I sat in front of the Royal and typed up
the stray case notes that had been nagging me to get out:
* The murder scene at the Landmark Hotel:
the ice found in the ensuite had to be put there by Eutarch, before his demise,
or else his killer. Which, given the melt, made it a big piece of ice to begin
with. Or big pieces.
* Why such a blood bath for Eutarch?
Different brother, different MO?
* A syndicate called Phlogiston Capital are
paying big bills for Alltron projects.
On a whim, I took down Grace’s crusty,
one-volume Webster dictionary and looked up phlogiston. It told me phlogiston
was a combustive, fire-like element at the center of a defunct scientific
theory. Didn’t mean anything to me.
I finished up:
* Why me?
I pulled the paper free of the typewriter
and stowed it with the others.
Over on the wall parallel to the end of the
bed was a bookshelf. It had a bench running waist high and on that was a
Pioneer record player. Records were stowed in a rack in a cupboard beneath the
player, and I hunted through the fuzzy-edged sleeves of my 78s for something
pared down but heavy. I settled on Muddy Waters. (Which album? His ‘77
comeback, Hard Again.) I slipped the album from its cover and slotted it onto
the spindle. The motor spun up and I placed the needle on the vinyl, and heard
the hiss and pop of the lead-in.
I let him growl at me that, yeah, ooh yeah,
everythin’ was gonna be alright.
But a minute later I’d lifted the needle
and was pacing the floor. Turned out I couldn’t sit still. I’d been too long
doing nothing. My limbs felt charged with an unwanted energy. I was a dumped
TV-tube with a killing charge. I needed earthing.
So I reached my acoustic down from its
bracket by the end of the bookshelf and settled into the armchair. Sitting
slantwise with one leg cocked over the arm I could get at the strings.
After a few false starts my fingers went
hunting for the so-blue-you-can-eat-it rhythm of the Allman Brothers’ Not My
Cross to Bear. There was a speckle of rust on the phosphor-bronze strings, but
they were crisp enough.
When I got to the end I went back to the
start and began again―teasing with the resolve then turning it around. When I
got to the end of that I did it again. A serenade for sleep.

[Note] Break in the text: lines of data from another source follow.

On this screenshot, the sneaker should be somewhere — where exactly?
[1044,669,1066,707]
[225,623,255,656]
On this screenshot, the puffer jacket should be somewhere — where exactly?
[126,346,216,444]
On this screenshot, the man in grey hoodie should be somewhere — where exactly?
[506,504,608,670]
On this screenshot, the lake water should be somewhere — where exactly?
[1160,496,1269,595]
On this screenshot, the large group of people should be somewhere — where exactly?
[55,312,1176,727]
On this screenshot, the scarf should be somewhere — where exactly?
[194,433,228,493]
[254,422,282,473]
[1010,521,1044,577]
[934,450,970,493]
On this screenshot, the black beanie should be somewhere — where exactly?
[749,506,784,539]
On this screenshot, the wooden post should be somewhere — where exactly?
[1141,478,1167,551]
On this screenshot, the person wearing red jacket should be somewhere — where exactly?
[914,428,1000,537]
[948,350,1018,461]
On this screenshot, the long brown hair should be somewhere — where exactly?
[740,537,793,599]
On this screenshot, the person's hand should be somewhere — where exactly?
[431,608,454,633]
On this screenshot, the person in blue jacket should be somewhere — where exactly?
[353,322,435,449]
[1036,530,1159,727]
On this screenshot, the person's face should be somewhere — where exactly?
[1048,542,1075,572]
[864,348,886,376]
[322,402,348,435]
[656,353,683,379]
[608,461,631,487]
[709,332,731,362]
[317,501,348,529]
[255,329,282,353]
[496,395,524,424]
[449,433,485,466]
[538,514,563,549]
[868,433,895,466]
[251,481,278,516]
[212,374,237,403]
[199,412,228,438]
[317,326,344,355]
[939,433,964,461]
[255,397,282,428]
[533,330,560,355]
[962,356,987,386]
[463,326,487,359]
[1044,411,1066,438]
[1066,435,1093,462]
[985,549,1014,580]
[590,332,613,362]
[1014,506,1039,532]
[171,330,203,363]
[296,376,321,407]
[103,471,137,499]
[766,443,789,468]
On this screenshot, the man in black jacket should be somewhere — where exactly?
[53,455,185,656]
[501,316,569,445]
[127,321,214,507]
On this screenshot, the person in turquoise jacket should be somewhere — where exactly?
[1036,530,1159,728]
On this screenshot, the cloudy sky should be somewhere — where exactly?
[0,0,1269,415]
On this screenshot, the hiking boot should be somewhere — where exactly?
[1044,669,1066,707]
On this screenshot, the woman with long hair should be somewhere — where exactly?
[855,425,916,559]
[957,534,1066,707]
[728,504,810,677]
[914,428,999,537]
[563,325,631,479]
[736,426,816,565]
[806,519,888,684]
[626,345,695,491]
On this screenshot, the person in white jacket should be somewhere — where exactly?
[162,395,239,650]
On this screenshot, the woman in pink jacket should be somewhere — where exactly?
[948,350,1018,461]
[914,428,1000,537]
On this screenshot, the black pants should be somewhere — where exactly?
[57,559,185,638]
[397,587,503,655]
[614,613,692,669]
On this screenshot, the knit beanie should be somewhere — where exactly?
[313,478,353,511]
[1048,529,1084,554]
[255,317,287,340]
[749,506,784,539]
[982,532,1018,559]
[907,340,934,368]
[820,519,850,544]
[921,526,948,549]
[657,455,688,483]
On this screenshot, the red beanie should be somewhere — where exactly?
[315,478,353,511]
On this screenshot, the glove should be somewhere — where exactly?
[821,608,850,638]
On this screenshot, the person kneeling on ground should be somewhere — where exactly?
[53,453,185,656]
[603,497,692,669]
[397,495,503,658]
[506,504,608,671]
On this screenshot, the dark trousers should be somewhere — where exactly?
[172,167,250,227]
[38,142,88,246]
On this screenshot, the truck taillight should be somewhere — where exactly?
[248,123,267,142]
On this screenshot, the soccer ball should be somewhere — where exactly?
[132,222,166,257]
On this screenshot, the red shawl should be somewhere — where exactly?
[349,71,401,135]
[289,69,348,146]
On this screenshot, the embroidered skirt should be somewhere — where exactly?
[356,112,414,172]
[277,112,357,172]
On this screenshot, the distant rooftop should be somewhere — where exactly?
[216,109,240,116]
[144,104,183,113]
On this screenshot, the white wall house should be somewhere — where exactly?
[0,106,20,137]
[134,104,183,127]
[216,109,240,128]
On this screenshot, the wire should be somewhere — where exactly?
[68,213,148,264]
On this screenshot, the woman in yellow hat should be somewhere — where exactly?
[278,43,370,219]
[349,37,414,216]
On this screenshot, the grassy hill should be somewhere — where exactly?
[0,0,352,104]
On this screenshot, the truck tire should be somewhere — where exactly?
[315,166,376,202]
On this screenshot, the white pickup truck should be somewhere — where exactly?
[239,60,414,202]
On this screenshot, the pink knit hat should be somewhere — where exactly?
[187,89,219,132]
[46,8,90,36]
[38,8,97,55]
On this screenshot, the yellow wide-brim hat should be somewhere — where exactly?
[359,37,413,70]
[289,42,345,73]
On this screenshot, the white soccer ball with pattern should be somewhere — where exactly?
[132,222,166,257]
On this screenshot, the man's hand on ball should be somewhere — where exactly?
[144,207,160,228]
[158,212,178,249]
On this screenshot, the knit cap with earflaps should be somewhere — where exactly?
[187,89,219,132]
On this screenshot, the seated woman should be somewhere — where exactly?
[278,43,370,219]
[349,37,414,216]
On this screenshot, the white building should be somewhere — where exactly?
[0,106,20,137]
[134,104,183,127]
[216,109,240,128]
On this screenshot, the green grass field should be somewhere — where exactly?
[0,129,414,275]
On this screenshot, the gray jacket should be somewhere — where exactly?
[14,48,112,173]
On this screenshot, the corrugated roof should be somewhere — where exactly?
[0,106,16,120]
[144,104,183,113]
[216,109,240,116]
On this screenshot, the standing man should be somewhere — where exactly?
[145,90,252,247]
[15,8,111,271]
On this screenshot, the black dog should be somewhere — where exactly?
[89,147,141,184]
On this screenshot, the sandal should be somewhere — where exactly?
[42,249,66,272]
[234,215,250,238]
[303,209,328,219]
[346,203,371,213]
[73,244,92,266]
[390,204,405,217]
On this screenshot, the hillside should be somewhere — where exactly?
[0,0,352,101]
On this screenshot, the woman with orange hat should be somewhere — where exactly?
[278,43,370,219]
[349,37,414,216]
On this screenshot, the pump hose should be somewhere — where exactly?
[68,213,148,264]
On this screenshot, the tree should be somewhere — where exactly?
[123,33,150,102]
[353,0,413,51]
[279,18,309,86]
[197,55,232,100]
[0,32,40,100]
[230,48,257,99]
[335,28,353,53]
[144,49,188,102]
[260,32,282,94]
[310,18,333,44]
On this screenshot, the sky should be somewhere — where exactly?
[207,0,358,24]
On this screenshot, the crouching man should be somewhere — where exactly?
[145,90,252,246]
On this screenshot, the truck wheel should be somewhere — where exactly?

The rhythm wore a rut so deep in my head I
hardly noticed when my fingers began to embellish it. They hung harmonics over
it, like wind chimes on a locomotive. My left pinkie couldn’t stop poking middle-G
like it was a bruise. I hunted for the high resolve.
I hunted a long time for the perfect
resolution.
When I finally hung the guitar up, I was
hard pressed shedding my clothes before falling into bed. Someone had switched
all those tons of oxygen for a soporific.
The last thought to trouble my mind that
night was the memory that most versions of Not My Cross to Bear run to just
4:48, when the song ends with a fade out.